# Current USA Tank Mount Comment



## Apisto70 (Feb 7, 2017)

Looking for comments on people’s experience with Current USA tank mount for Current USA led light system and also my proposed use. I have a 36” satellite pro plus and considering using it on an ADA 60P which is only 24”. Particularly worried that it may look bulky on the small tank since the mounting bracket is quite substantial and the light will overhang 6” on each end of the tank. The bracket is good up to 1” and tank glass will only be 1/4”. Alternative is to sell the 36” and buy a 24” or skip the 60P and get a 36” Mr Aqua 22 (which I can’t find locally in low iron glass). Thanks.


----------



## jagermelifter (Feb 12, 2015)

get a 22 long, easier to scape and better landscape view. drive out to the states, few fishstores in seattle carry the mr.aqua in stock.

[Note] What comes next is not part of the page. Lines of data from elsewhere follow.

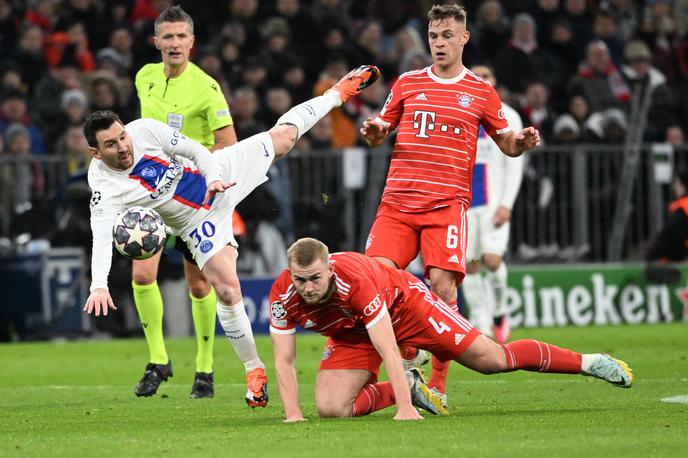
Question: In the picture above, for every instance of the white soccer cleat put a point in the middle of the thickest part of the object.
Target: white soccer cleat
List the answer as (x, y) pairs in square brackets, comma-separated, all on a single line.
[(421, 396), (422, 357), (611, 370)]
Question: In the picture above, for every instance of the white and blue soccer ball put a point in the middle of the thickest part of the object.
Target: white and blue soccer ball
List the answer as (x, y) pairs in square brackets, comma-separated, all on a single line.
[(139, 233)]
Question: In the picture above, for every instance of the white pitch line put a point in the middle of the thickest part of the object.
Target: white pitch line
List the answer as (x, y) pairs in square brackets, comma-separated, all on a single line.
[(682, 399)]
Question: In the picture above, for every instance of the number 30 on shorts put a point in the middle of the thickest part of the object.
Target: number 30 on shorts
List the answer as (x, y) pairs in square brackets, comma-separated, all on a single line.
[(452, 237)]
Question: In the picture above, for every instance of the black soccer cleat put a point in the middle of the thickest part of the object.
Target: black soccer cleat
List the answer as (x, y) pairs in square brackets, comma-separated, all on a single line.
[(154, 375), (203, 387)]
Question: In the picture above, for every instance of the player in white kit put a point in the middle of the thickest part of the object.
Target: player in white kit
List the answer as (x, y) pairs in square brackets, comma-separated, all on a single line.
[(148, 163), (496, 182)]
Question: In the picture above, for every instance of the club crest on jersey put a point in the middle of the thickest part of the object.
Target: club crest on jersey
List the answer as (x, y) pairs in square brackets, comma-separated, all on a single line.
[(277, 310), (148, 172), (464, 100)]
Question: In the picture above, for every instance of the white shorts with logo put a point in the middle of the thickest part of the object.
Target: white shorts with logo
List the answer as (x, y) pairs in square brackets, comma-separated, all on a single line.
[(483, 236), (245, 163)]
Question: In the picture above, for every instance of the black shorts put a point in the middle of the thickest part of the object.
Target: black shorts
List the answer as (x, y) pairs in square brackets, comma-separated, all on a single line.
[(180, 245)]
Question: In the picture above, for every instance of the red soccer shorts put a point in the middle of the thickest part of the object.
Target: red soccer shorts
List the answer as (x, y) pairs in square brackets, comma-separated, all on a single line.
[(440, 236), (438, 328)]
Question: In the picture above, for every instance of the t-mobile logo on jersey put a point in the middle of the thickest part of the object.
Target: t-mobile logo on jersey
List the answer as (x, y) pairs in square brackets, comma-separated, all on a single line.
[(424, 121)]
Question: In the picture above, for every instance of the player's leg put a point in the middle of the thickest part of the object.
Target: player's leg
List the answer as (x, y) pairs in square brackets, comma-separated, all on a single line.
[(472, 287), (443, 246), (496, 277), (148, 301), (220, 270), (203, 310), (301, 118), (488, 357)]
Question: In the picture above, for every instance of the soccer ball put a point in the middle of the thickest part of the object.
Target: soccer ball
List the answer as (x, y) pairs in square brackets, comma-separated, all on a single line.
[(139, 233)]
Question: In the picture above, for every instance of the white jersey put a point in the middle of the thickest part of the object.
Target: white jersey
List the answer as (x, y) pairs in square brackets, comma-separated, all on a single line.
[(169, 175), (496, 176)]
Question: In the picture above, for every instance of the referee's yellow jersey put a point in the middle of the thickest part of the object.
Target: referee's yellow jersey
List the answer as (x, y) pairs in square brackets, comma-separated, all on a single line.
[(191, 103)]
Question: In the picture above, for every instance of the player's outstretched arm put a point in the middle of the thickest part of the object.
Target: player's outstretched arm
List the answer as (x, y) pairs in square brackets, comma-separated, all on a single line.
[(373, 132), (99, 301), (514, 144), (382, 336), (284, 348)]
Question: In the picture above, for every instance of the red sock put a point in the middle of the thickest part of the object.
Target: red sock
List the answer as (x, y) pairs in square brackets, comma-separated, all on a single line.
[(373, 397), (532, 355)]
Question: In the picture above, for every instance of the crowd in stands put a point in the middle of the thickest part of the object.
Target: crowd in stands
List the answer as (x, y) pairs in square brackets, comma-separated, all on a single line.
[(570, 67)]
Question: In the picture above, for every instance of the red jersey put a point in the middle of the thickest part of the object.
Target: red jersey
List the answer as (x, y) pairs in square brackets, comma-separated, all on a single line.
[(365, 290), (438, 121)]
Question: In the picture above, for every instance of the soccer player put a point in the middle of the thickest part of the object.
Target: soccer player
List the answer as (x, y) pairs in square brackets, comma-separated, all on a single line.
[(437, 112), (150, 164), (178, 93), (366, 309), (496, 182)]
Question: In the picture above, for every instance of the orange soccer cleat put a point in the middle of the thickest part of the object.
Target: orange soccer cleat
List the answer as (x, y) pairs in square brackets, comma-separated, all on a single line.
[(355, 81), (256, 388)]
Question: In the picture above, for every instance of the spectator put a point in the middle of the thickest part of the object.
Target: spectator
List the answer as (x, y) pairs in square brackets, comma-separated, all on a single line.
[(73, 146), (521, 61), (535, 110), (29, 54), (245, 108), (490, 33), (14, 112), (25, 181), (641, 76), (671, 244), (599, 80)]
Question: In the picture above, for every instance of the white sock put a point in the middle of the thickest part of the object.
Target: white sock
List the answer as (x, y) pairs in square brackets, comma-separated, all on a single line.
[(497, 281), (237, 328), (587, 360), (305, 115), (478, 309)]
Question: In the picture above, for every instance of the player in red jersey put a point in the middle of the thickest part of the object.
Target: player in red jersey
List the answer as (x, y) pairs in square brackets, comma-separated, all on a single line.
[(366, 309), (437, 112)]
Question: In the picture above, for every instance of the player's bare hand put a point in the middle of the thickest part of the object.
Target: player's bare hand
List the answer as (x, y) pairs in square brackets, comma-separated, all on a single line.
[(214, 187), (99, 301), (502, 215), (528, 138), (373, 132), (407, 413)]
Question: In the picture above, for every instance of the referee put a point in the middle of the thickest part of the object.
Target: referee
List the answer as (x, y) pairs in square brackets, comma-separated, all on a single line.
[(180, 94)]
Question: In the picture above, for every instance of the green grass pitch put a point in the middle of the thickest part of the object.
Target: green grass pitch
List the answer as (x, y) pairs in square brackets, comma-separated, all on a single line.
[(76, 400)]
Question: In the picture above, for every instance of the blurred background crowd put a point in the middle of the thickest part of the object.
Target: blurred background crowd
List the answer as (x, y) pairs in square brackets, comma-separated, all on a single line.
[(569, 67)]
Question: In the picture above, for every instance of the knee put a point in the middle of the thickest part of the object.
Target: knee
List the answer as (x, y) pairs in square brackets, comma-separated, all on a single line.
[(142, 274), (198, 287), (228, 291), (333, 410), (283, 139)]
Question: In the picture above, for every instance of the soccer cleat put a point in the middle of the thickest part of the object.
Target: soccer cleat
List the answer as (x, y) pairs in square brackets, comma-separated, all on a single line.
[(421, 396), (422, 357), (501, 330), (154, 375), (203, 386), (257, 388), (355, 81), (442, 396), (611, 370)]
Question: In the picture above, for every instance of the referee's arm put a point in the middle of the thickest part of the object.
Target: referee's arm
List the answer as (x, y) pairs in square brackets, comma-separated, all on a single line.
[(224, 136)]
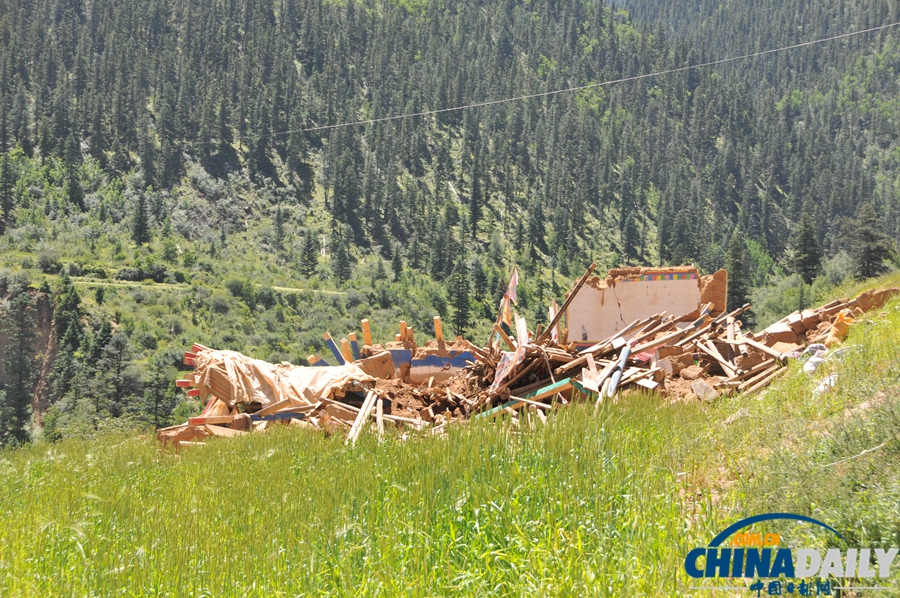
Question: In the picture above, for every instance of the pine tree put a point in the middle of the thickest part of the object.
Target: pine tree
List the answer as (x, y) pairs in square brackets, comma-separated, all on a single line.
[(479, 279), (804, 254), (17, 322), (736, 265), (159, 393), (6, 192), (870, 245), (140, 228), (476, 197), (279, 228), (309, 254), (397, 263), (73, 173), (118, 383), (340, 259), (459, 295)]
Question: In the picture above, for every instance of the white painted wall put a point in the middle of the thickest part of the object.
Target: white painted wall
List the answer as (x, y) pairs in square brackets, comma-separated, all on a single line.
[(597, 314)]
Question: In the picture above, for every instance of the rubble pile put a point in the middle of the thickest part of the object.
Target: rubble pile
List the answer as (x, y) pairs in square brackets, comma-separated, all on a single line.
[(403, 384)]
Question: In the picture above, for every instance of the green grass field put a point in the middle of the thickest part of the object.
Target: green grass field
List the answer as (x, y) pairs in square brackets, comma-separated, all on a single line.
[(604, 503)]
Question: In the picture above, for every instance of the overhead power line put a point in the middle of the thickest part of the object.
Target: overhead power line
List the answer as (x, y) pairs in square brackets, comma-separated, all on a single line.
[(582, 87)]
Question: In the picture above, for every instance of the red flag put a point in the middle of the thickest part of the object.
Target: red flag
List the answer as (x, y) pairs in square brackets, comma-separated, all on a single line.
[(554, 308), (505, 312), (513, 284)]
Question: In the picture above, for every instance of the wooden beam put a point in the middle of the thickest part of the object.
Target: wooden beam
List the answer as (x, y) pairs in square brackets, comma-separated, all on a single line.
[(334, 350), (354, 346), (759, 346), (361, 417), (534, 396), (565, 305), (317, 361), (211, 419), (345, 350), (509, 342), (379, 419)]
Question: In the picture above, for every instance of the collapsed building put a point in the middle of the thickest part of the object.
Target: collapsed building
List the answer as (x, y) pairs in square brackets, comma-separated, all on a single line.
[(652, 330)]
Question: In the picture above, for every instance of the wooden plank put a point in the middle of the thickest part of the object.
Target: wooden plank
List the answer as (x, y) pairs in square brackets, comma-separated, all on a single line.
[(212, 419), (509, 342), (668, 339), (765, 381), (752, 371), (565, 306), (317, 361), (361, 417), (333, 347), (439, 334), (345, 351), (648, 384), (760, 375), (224, 432), (379, 419), (729, 334), (759, 346), (367, 334), (710, 350), (532, 403), (616, 376), (537, 395), (354, 346)]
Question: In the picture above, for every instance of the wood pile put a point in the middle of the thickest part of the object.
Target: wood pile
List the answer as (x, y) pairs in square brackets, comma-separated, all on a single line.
[(536, 371)]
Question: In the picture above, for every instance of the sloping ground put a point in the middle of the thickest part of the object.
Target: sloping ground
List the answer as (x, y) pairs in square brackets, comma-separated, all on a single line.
[(593, 504)]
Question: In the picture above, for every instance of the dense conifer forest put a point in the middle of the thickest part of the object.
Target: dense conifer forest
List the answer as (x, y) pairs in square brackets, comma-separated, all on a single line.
[(177, 162)]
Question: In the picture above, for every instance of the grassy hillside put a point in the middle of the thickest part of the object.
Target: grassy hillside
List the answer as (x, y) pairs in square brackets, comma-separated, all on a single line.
[(600, 503)]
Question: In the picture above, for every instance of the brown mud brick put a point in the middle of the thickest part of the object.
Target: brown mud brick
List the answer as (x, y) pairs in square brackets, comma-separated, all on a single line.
[(704, 391), (680, 362), (669, 351), (753, 358), (809, 318), (795, 321), (779, 333), (694, 372), (786, 347), (714, 289)]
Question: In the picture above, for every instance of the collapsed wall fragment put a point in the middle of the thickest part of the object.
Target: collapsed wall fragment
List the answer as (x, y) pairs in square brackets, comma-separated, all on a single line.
[(698, 352)]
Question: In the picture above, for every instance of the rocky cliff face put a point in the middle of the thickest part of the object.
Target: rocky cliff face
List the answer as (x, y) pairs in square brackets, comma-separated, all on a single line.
[(44, 347)]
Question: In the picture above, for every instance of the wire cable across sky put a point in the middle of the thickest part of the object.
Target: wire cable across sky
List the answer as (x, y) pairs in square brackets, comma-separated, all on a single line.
[(588, 86)]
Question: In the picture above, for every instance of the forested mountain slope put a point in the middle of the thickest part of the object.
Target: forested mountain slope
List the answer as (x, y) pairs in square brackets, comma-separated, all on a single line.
[(186, 142)]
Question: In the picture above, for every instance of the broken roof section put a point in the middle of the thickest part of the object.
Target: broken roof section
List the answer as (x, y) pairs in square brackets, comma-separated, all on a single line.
[(607, 305)]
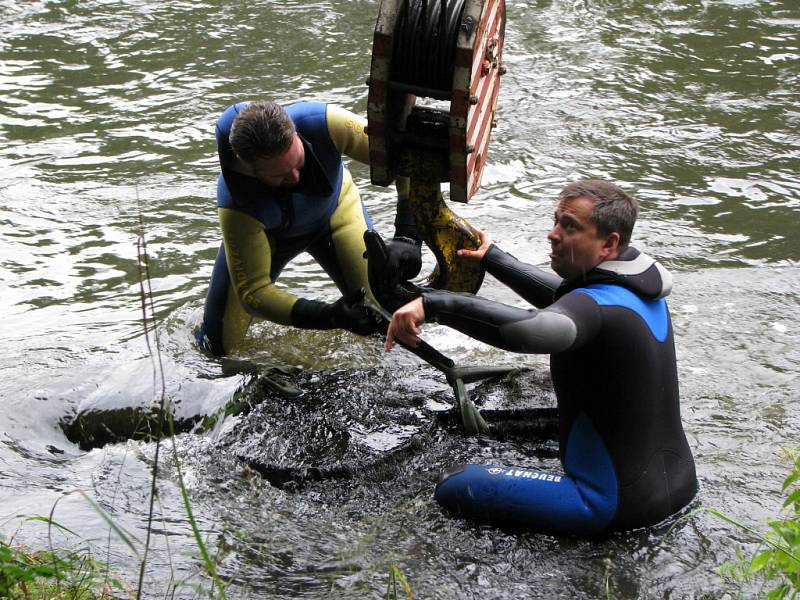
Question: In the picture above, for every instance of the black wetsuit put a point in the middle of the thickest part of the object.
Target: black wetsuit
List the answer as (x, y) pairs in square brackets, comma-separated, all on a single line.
[(626, 460)]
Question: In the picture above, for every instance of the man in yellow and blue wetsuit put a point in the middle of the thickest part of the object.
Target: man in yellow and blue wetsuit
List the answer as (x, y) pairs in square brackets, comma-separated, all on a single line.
[(283, 190), (603, 319)]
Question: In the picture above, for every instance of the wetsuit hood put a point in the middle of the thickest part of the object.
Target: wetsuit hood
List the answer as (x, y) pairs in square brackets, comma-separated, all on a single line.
[(632, 269)]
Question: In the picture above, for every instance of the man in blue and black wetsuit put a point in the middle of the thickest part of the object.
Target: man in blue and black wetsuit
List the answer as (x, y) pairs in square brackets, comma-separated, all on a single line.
[(605, 323), (283, 189)]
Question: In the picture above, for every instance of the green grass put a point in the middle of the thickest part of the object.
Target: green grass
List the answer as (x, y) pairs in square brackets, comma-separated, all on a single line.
[(773, 570), (55, 575)]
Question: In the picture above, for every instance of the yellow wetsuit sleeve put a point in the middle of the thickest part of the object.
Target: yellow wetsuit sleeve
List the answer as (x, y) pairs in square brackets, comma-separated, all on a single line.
[(249, 256), (348, 132)]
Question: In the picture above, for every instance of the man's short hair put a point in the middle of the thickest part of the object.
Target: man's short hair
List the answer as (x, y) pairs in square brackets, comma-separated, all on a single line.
[(613, 211), (261, 130)]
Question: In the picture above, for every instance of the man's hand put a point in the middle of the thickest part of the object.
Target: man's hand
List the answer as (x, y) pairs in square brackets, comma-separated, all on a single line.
[(405, 325), (349, 313), (478, 253), (404, 259)]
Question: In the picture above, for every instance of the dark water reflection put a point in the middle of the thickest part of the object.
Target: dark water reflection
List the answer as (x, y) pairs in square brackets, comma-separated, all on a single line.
[(106, 118)]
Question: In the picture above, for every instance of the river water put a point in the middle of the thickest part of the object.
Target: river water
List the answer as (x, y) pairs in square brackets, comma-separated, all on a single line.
[(106, 120)]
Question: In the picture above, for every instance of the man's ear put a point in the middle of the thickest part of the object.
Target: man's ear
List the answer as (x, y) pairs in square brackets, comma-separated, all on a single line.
[(610, 248)]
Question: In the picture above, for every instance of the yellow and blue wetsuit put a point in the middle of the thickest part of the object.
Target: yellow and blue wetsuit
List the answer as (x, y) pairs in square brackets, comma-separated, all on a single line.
[(263, 228)]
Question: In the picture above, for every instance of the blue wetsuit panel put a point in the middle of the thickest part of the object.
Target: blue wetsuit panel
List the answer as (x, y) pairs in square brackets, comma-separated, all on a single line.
[(583, 502), (652, 312)]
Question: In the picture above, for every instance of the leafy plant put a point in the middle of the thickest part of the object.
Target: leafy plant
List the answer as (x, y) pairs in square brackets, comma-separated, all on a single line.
[(53, 574), (776, 563)]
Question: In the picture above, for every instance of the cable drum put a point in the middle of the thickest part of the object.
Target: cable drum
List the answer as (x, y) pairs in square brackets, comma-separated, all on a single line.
[(425, 43)]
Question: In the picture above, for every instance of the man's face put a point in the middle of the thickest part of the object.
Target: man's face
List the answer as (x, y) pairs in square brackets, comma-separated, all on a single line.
[(282, 170), (576, 245)]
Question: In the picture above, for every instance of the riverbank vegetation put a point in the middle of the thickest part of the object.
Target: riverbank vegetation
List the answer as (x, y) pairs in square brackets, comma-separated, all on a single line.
[(773, 571)]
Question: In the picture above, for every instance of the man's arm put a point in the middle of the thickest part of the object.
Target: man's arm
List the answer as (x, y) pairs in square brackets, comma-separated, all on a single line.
[(531, 283), (348, 133), (507, 327), (534, 285)]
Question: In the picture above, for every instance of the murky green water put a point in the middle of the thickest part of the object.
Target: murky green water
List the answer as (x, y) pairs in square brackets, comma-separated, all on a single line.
[(106, 115)]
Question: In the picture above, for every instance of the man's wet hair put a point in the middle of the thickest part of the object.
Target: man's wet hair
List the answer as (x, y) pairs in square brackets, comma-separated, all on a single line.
[(263, 129), (614, 210)]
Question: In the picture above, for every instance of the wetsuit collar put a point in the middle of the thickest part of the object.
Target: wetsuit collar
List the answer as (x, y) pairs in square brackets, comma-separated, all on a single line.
[(632, 269)]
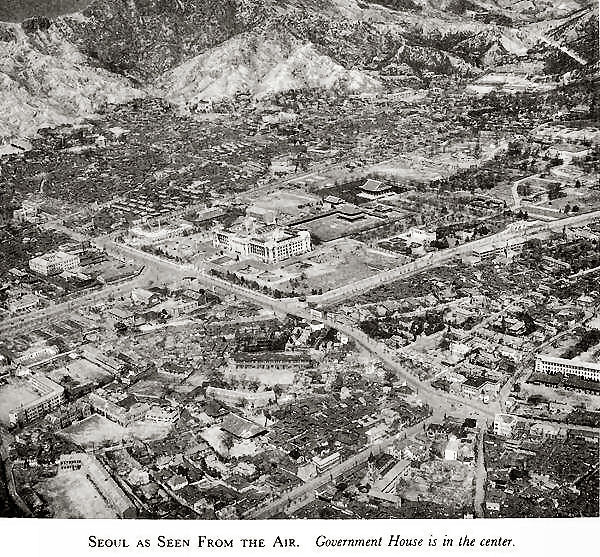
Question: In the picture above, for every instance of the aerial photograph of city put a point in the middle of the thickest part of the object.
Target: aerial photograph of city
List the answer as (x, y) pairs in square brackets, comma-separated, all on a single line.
[(299, 259)]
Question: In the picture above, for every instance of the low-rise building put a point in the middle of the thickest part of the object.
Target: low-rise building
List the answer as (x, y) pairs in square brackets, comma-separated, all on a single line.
[(269, 244), (54, 263), (233, 397), (47, 397), (92, 469), (23, 304), (505, 424), (326, 463), (552, 366)]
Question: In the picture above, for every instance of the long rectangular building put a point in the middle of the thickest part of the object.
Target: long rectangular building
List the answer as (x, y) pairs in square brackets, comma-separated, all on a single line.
[(553, 366), (270, 246), (49, 397)]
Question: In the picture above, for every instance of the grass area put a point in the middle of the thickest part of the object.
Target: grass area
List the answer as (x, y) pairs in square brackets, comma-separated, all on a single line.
[(72, 495), (94, 431)]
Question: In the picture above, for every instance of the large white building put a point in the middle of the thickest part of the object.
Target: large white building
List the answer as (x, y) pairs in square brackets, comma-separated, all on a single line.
[(553, 366), (271, 244), (54, 263), (43, 396)]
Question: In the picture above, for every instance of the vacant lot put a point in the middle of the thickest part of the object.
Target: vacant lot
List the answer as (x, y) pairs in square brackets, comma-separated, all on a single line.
[(72, 495), (95, 431)]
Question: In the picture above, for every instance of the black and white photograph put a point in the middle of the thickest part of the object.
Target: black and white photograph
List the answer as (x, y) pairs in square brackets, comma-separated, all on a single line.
[(334, 260)]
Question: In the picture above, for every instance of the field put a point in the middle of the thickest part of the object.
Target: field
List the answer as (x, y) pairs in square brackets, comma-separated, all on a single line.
[(12, 395), (96, 431), (442, 482), (331, 227), (330, 266), (72, 495)]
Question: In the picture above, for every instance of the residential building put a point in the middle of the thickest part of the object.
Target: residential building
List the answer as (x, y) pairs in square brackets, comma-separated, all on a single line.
[(89, 466), (54, 263), (48, 397), (567, 152), (327, 462), (374, 189), (232, 397), (162, 415), (24, 304), (276, 361), (552, 366), (505, 424)]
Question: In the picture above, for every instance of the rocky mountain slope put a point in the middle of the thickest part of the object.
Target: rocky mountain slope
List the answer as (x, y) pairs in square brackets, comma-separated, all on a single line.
[(54, 68), (45, 80)]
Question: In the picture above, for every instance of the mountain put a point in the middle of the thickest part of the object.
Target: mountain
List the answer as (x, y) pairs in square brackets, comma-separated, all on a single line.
[(62, 59), (46, 80), (261, 65)]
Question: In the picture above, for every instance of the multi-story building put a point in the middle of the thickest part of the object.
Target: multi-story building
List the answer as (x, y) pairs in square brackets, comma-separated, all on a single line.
[(123, 414), (54, 263), (505, 424), (276, 361), (233, 397), (326, 463), (24, 304), (105, 485), (270, 244), (162, 415), (553, 366), (149, 236), (48, 397)]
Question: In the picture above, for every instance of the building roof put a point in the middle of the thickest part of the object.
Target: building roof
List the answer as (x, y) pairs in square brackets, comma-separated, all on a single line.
[(562, 361), (375, 186), (270, 357), (569, 148), (241, 427)]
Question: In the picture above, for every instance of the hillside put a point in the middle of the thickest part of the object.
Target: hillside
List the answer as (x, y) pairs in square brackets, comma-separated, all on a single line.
[(45, 80), (261, 65), (72, 56)]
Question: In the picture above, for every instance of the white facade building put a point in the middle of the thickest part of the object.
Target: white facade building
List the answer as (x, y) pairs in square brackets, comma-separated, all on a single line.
[(552, 366), (271, 245), (54, 263)]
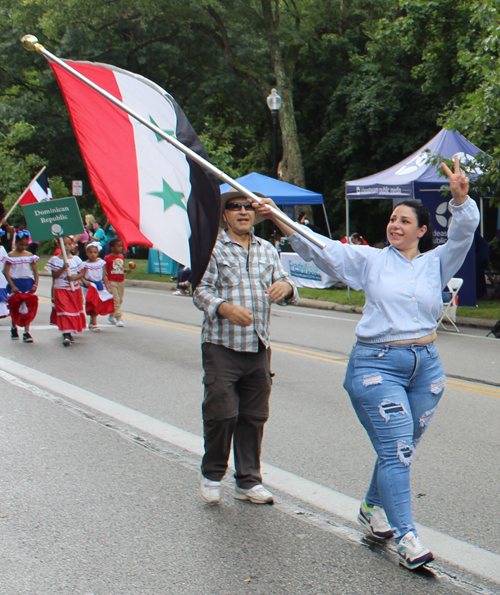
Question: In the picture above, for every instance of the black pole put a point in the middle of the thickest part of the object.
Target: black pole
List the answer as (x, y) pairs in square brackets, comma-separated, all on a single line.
[(275, 143)]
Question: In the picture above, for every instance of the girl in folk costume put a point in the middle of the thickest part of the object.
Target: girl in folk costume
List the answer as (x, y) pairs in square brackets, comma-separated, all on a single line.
[(4, 307), (21, 273), (98, 300), (67, 309)]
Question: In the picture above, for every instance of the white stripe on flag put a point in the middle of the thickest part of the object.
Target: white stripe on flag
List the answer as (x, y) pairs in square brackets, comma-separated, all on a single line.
[(162, 168), (38, 192)]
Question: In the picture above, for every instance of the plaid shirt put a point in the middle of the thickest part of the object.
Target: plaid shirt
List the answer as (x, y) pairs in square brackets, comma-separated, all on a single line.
[(240, 277)]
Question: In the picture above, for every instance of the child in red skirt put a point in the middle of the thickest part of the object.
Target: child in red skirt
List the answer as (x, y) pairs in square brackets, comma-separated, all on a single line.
[(22, 274), (98, 300), (67, 309), (4, 284)]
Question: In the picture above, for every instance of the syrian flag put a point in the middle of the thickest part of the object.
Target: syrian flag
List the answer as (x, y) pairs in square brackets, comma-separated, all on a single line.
[(37, 191), (151, 192)]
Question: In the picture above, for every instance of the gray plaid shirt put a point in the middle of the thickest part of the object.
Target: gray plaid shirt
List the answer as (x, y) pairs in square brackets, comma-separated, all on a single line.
[(240, 277)]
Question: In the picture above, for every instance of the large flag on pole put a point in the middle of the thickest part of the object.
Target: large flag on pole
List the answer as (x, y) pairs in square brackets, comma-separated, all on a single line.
[(151, 192), (37, 191)]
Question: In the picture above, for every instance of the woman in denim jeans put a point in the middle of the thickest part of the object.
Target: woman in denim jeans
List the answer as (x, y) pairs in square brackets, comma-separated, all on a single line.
[(395, 378)]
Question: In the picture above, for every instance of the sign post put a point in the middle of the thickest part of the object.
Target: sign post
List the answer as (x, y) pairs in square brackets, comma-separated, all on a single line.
[(77, 188), (54, 220)]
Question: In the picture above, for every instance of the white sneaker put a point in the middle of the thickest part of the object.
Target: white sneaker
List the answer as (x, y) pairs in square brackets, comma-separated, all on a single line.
[(412, 553), (373, 518), (210, 491), (258, 494)]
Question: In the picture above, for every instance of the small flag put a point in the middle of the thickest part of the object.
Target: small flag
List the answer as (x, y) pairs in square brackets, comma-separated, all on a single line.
[(37, 191), (151, 192)]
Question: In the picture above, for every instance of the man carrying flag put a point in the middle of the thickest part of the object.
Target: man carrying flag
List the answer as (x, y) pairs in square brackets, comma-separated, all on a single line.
[(244, 277)]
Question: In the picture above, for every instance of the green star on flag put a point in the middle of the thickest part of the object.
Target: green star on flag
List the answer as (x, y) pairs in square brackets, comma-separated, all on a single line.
[(170, 197), (158, 137)]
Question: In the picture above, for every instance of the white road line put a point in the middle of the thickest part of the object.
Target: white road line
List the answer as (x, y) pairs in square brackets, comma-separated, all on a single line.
[(284, 312), (39, 327), (157, 292), (460, 553)]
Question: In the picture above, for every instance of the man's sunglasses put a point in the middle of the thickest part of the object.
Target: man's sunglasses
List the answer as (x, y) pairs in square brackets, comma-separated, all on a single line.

Sent from my iPhone using Tapatalk


----------



## Apisto70 (Feb 7, 2017)

Appreciate your view. Can get Mr Aqua in B’ham but may need to go to Seattle as he says not likely to bring in low iron due to shipping. I have 36x18x20 now and can live with only 12” deep but concerned about 12” high. Only gives about 9” for plants to grow.


----------



## jagermelifter (Feb 12, 2015)

if you dont care about brands, id suggest going custom


Sent from my iPhone using Tapatalk


----------